Microorganisms review:
Our team knew that working with microorganisms requires a lot of responsibility, because there is always a risk of releasing them into the environment, while the laboratory work, which can become a big threat to public safety. For this reason, plasmid transformation was performed in non-pathogenic and well-characterized strains of Escherichia coli: BL21 (DE3), Rosetta (DE3, gami) and DH5 alpha. In addition, the subsequent transformation was carried out in Pseudomonas putida KT2440 cells, and this strain is certified as “generally recognized safe", with stable properties and universal metabolism. These strains do not cause serious diseases or other problems neither for people, nor the environment and belong to BSL-1 organisms.
Some experiments require the usage of harmful substances and toxins. Our team tried to adhere to all safety standards when using these substances. Antibiotics were used in the transformation of DNA sections into bacterial plasmid as experimental indicators. Our team made sure that when working with antibiotics, they did not get into the eyes and skin areas to avoid allergic reactions. All the work was done on the basis of certain safety instructions. UV light was used to sterilize all tools and used items after working with cells in the safety cabinet.

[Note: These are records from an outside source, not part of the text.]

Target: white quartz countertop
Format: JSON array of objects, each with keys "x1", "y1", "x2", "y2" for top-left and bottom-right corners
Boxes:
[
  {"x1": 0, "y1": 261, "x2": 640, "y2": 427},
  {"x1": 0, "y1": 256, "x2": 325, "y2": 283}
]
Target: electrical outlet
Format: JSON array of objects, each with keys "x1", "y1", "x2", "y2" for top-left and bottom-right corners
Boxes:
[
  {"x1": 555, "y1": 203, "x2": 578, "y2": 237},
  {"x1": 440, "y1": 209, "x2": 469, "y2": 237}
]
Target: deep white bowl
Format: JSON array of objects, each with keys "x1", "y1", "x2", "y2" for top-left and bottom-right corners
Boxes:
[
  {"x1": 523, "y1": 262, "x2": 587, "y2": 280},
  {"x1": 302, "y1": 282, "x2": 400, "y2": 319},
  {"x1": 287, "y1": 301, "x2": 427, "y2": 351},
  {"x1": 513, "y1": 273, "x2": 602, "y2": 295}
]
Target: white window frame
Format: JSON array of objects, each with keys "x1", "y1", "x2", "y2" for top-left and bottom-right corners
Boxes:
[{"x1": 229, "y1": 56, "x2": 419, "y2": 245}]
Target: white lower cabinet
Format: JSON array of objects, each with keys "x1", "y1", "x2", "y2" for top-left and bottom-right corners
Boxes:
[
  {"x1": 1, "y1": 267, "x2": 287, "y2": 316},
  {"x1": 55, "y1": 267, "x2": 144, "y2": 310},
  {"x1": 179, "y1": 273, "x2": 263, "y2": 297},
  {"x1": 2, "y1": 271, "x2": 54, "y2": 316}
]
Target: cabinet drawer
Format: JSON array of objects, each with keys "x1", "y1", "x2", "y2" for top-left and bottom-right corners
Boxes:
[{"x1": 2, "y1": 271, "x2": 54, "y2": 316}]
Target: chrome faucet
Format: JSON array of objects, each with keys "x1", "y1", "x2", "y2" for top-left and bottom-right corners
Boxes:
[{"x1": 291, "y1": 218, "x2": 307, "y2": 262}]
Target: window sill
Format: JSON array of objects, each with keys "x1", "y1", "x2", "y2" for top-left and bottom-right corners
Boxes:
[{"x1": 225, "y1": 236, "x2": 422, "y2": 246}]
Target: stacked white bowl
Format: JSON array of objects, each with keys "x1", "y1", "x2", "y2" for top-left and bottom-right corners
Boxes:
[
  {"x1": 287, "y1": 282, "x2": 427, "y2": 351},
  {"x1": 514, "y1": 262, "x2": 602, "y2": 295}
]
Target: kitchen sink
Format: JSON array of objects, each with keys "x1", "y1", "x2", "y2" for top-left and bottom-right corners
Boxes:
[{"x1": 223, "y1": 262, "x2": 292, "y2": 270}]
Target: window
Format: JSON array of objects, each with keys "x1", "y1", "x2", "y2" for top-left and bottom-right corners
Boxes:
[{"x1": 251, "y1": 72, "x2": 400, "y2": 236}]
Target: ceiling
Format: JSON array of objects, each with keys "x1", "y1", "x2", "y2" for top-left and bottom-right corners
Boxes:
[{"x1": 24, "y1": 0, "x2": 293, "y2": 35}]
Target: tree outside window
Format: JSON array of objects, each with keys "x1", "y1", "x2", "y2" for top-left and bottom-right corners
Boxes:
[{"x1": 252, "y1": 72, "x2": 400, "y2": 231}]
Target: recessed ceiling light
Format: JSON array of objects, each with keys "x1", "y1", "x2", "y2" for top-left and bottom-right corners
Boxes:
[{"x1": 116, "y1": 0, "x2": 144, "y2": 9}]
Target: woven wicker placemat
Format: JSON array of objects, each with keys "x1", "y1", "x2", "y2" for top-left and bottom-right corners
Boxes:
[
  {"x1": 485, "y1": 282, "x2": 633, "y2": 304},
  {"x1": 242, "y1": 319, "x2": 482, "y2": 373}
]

We have transformed the gene responsible for the expression of the PETase enzyme in the Pseudomonas putida KT2440 bacterium, and based on theory, this enzyme decomposes PET to monomeric mono-2-hydroxyethyl terephthalate and is an ester. Due to its complex structure and strong hydrogen bonds between ethylene glycol and terephthalic acid molecules, it does not pose any harm to the environment, since compounds of this type are widespread in everyday life and are used in mass consumption.